De overeenkomst houdt rekening met de economische ontwikkeling en de draagkracht van IJsland. Namelijk de aflossing per termijn wordt bepaald door een plafond van 2 procent van de cumulatieve groei van het IJslandse bruto binnenlands product [BBP] in euro’s op jaarbasis. Deze cumulatieve groei wordt ieder kwartaal als volgt berekend: Het uitgangsjaar is 2008. Dit betekent dat IJsland de door de kredietcrisis opgetreden krimp van het BBP eerst moet inlopen voordat er sprake kan zijn van terugbetaling van de hoofdsom. Voor het IJslandse BBP in euro’s is uitgegaan van € 11.495.000.000. Voor de afbetaling in een bepaald jaar wordt per afbetalingstermijn het verschil genomen tussen het BBP in euro’s in dat jaar en 2008. Van dit verschil wordt 2 procent genomen en dat is het maximale bedrag dat IJsland per jaar kan aflossen. IJsland mag altijd boetevrij meer af lossen.
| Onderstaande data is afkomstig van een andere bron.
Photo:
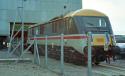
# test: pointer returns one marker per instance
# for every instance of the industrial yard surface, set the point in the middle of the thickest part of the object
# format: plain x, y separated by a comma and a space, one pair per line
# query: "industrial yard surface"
27, 68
Indien het bedrag onder het plafond lager is dan dat deel van de nieuwe hoofdsom plus de rente die IJsland over de hoofdsom per jaar moet betalen, betaalt IJsland altijd de rente, ook wanneer alleen al de rentebetalingen boven het plafond uitkomen. Dat deel van de aflossing op de hoofdsom dat niet onder het plafond past, wordt doorgeschoven naar de volgende termijn. In de volgende termijn ontstaat er hierdoor een aflossing die gelijk is aan het 1/32ste deel van de hoofdsom die er in juni 2016 stond plus de doorgeschoven restaflossing uit de vorige termijnen.
Wanneer in juni 2024 de 32 termijnen zijn bereikt en er nog steeds een schuld open staat, worden de 32 termijnen verlengd met zes jaar. Als er in 2030 [56 termijnen] nog een restschuld openstaat, zal deze worden terugbetaald in vijf jaar. Deze verlening van twintig termijnen blijft zich herhalen totdat de totale schuld is afgelost. Het plafond van 2 procent van de cumulatieve groei blijft daarbij altijd van toepassing.
De cap op de verplichting tot terugbetaling van de hoofdsom is grotendeels ontleend aan de eerdere Icesave wet die het IJslands parlement in augustus aannam en die wel door de IJslandse president is getekend. De belangrijkste wijzigingen van die wet zijn dat helder geregeld is dat de terugbetalingsverplichting in stand blijft totdat het gehele uitstaande bedrag inclusief rente is terugbetaald (waarvoor ook nu al een optie tot verlenging van de looptijd is opgenomen), dat vanaf 2016 in elk geval de rente verschuldigd is zodat de uitstaande schuld niet meer door rente kan groeien en dat duidelijker is vastgelegd dat IJsland, het Verenigd Koninkrijk en Nederland voor de leningovereenkomsten hebben gekozen voor Engels recht en de Engelse rechter.